Copyright © Reed Business Information, a division of Reed Elsevier Inc. All rights reserved.
From Booklist
PreS. First published in Stevenson’s classic collection A Child’s Garden of Verses in 1883, this timeless poem about imaginative play gets its own lively picture book here, centering on a contemporary boy who uses his building blocks to make his own world. Toddlers will see themselves in clear, double-page spreads that show the boy on the carpet by the sofa, using colored blocks of different shapes and sizes to build a town by the sea. The simple rhyming words (“Great is the palace / with pillar and wall, / A sort of a tower / on the top of it all”) and crisp computer graphics show how single shapes and objects can join in all kinds of scenarios. Then comes the power of knocking everything all down (“block upon block / lying scattered and free”), though the boy will always remember his town by the sea–even as he joins his friends outside in their suburban subdivision. Hazel Rochman
Copyright © American Library Association. All rights reserved
Copyright © American Library Association. All rights reserved
About the Author
Robert Louis Stevenson (1850–1894) spent his childhood in Edinburgh, Scotland, but traveled widely in the United States and throughout the South Seas. He was author of many novels, including The Strange Case of Dr. Jekyll and Mr. Hyde, Kidnapped, The Black Arrow, and Treasure Island.
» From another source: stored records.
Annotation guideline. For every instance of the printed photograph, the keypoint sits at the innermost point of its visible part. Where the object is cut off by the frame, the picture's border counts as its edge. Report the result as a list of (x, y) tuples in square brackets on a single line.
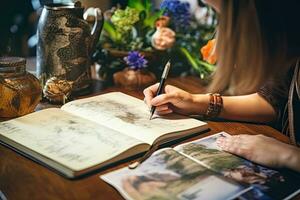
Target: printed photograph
[(170, 175), (266, 183)]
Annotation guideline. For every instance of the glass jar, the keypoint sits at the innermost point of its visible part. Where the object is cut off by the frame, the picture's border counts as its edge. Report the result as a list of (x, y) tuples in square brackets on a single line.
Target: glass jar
[(20, 91)]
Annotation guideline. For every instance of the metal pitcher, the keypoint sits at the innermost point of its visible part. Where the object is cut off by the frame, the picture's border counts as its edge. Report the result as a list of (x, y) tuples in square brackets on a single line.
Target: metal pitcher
[(66, 42)]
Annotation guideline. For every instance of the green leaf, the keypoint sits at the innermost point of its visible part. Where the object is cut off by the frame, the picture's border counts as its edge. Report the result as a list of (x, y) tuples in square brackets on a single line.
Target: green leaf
[(111, 31), (137, 4)]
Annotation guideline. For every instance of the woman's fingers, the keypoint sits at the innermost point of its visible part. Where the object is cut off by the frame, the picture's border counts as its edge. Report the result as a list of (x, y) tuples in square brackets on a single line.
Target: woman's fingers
[(149, 93), (164, 99), (164, 112)]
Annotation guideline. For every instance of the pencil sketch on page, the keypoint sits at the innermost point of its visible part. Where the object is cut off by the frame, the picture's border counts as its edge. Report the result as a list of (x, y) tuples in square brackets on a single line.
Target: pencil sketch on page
[(73, 141)]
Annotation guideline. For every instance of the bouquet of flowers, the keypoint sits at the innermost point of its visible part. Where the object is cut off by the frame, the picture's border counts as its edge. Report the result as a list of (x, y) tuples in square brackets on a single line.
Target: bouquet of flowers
[(177, 30)]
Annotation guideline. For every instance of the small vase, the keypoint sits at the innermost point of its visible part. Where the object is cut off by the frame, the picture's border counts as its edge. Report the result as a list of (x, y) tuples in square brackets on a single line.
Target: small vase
[(134, 79), (20, 91)]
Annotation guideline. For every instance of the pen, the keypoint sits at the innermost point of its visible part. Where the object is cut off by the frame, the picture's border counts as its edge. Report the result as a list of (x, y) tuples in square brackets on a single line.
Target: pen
[(161, 85)]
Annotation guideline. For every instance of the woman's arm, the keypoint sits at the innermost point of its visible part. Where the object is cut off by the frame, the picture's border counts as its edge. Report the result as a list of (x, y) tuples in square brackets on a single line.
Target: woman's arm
[(251, 108)]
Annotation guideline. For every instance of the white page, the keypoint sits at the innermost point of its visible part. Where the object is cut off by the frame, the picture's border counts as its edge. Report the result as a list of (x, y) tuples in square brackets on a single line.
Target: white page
[(129, 115), (72, 141)]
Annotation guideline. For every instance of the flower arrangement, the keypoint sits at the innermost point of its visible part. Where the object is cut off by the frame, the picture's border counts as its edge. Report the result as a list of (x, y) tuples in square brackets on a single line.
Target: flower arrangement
[(140, 35), (136, 60)]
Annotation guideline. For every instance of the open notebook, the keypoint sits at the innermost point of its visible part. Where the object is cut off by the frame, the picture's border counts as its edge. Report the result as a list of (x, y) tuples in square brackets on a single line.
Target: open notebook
[(87, 134)]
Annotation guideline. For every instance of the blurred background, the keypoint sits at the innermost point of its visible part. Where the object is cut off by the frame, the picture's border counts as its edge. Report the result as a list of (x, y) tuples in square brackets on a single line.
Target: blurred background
[(19, 18)]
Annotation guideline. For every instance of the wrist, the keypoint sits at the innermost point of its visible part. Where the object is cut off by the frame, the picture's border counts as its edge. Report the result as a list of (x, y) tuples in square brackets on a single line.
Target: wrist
[(290, 158), (201, 102)]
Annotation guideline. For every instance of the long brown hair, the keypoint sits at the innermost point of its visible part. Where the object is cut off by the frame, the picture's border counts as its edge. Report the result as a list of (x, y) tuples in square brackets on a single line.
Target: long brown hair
[(256, 40)]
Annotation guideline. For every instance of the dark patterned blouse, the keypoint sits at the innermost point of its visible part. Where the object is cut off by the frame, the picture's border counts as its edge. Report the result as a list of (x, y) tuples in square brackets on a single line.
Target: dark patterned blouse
[(284, 95)]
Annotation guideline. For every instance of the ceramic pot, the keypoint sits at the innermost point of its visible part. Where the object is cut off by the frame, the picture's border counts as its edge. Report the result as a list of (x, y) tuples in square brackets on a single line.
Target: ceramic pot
[(20, 91)]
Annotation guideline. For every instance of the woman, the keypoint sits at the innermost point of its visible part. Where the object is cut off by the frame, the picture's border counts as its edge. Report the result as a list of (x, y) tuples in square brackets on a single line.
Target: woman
[(258, 47)]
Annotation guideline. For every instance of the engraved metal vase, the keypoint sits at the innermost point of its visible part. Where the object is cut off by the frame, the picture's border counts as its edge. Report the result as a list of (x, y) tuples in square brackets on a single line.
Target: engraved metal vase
[(66, 42)]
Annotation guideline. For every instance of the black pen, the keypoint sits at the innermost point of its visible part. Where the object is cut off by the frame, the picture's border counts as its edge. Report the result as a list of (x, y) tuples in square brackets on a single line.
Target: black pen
[(161, 85)]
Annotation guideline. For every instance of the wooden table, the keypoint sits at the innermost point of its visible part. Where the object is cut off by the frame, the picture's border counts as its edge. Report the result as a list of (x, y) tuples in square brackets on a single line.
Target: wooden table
[(21, 178)]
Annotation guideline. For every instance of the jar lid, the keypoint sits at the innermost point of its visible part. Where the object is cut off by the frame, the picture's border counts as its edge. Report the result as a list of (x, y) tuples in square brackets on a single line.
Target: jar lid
[(12, 66), (12, 61)]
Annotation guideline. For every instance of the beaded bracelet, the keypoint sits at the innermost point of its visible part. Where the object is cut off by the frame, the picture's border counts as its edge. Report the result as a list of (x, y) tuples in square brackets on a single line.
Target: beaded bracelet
[(215, 105)]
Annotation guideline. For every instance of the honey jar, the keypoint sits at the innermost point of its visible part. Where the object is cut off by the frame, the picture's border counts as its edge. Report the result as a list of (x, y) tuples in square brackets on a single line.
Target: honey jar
[(20, 91)]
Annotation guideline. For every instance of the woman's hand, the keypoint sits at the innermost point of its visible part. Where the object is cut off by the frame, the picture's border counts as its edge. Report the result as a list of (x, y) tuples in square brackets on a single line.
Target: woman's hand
[(262, 150), (175, 100)]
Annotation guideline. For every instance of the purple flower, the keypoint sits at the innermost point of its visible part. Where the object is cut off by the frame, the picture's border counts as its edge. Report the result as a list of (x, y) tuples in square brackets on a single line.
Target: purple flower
[(135, 60), (178, 11)]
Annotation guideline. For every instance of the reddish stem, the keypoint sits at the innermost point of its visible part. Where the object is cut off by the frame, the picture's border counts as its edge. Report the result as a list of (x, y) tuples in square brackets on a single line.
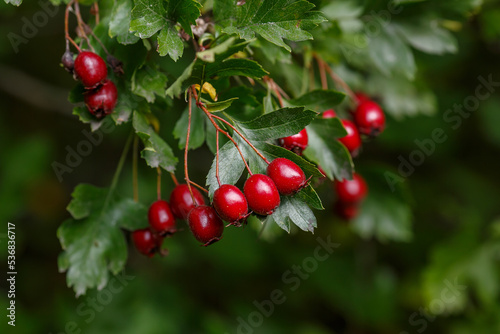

Daniel Kirk has written and illustrated numerous books, including Hush, Little Alien; Bigger; Humpty Dumpty; Jack and Jill; Moondogs; and Snow Family. In addition he has illustrated two poetry collections; Go! and Dogs Rule!; and several titles by other authors, namely Chugga Chugga Choo Choo and My Truck Is Stuck by Kevin Lewis, and Hello, Hello! by Miriam Schlein. Kirk lives in New Jersey with his wife, author-illustrator Julia Gordon, and three teenage children.